PCP also develops in HIV-uninfected patients who are immunocompromised secondary to hematologic or malignant neoplasms, stem cell or solid organ transplantation, and immunosuppressive medications. The incidence of PCP depends on the degree of immunosuppression. PCP is increasingly reported among individuals receiving tumor necrosis factor α inhibitors and antilymphocyte monoclonal antibodies for rheumatologic or other diseases. While clinical PCP in immunocompetent hosts has not been clearly documented, studies have shown that Pneumocystis organisms can colonize the airways of children and adults who are not overtly immunocompromised. The relevance of these organisms to acute or chronic syndromes, such as chronic obstructive pulmonary disease (COPD), in immunocompetent patients is being investigated.

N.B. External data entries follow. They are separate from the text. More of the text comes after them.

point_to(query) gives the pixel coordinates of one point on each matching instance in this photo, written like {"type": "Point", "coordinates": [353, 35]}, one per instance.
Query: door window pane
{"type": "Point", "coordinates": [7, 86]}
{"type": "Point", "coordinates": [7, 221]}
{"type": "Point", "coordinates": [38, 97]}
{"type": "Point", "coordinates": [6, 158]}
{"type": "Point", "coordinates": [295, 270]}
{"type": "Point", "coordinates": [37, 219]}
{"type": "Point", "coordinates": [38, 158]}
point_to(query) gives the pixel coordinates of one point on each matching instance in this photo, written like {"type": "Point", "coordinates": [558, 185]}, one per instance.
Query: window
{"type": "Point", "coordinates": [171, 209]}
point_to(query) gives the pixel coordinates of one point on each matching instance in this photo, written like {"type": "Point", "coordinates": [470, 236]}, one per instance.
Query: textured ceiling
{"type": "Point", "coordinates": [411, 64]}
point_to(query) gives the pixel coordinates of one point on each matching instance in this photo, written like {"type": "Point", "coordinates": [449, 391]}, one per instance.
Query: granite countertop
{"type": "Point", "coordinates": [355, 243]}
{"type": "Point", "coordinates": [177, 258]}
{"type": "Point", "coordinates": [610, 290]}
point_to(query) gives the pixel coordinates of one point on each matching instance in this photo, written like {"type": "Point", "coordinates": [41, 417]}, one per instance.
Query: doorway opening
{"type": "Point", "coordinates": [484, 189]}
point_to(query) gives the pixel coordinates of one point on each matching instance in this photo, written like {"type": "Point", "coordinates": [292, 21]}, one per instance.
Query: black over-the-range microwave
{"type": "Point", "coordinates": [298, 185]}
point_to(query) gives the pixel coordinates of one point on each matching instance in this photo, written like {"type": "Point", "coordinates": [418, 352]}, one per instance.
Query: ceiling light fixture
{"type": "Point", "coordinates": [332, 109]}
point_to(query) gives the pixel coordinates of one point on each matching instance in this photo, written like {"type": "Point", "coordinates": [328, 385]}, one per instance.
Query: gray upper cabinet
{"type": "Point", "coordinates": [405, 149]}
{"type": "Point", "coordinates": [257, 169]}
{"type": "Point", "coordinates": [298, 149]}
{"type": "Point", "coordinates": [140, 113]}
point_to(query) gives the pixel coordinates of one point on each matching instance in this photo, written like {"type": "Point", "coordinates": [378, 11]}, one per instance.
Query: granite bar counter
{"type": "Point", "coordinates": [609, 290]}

In some developing countries, the incidence of PCP among HIV-infected individuals has been found to be lower than that in industrialized countries. This lower incidence may be due to competing mortality from infectious diseases such as tuberculosis and bacterial pneumonia, which typically occur before patients become immunosuppressed enough to develop PCP. Geographic variations in Pneumocystis exposure and underdiagnosis also may explain the apparent lower frequency of PCP in some countries.